NAD+ depletion by type I interferon signaling sensitizes pancreatic cancer cells to NAMPT inhibition.

Emerging evidence suggests that intratumoral interferon (IFN) signaling can trigger targetable vulnerabilities. A hallmark of pancreatic ductal adenocarcinoma (PDAC) is its extensively reprogrammed metabolic network, in which nicotinamide adenine dinucleotide (NAD) and its reduced form, NADH, are critical cofactors.

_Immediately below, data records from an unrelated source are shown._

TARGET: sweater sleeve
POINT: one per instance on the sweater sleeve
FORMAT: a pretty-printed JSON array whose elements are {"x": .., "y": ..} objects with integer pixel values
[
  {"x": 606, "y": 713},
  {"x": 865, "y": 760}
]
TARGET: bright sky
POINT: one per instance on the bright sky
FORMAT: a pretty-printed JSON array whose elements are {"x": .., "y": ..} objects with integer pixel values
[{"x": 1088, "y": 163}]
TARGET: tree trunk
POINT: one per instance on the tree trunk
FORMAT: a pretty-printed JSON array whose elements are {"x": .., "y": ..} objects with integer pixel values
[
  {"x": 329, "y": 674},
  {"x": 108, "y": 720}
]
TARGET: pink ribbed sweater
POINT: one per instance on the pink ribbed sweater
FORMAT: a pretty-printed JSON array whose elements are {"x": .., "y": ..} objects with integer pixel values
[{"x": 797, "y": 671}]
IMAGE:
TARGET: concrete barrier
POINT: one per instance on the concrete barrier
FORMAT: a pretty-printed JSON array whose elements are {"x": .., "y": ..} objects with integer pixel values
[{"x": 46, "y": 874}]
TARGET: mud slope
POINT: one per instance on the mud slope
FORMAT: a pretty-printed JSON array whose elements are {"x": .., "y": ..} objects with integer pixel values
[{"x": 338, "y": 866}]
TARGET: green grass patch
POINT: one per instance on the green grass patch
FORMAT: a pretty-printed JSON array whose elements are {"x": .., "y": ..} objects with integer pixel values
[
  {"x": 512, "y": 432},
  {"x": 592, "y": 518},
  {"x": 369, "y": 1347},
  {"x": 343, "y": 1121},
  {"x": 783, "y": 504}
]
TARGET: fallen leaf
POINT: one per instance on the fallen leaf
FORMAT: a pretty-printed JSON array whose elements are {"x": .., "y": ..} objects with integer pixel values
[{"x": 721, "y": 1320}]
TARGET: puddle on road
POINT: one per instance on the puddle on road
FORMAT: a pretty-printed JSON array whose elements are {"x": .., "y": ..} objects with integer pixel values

Here, we show that IFN signaling, present in a subset of PDAC tumors, substantially lowers NAD(H) levels through up-regulating the expression of NAD-consuming enzymes PARP9, PARP10, and PARP14. Their individual contributions to this mechanism in PDAC have not been previously delineated. Nicotinamide phosphoribosyltransferase (NAMPT) is the rate-limiting enzyme in the NAD salvage pathway, a dominant source of NAD in cancer cells. We found that IFN-induced NAD consumption increased dependence upon NAMPT for its role in recycling NAM to salvage NAD pools, thus sensitizing PDAC cells to pharmacologic NAMPT inhibition. Their combination decreased PDAC cell proliferation and invasion in vitro and suppressed orthotopic tumor growth and liver metastases in vivo.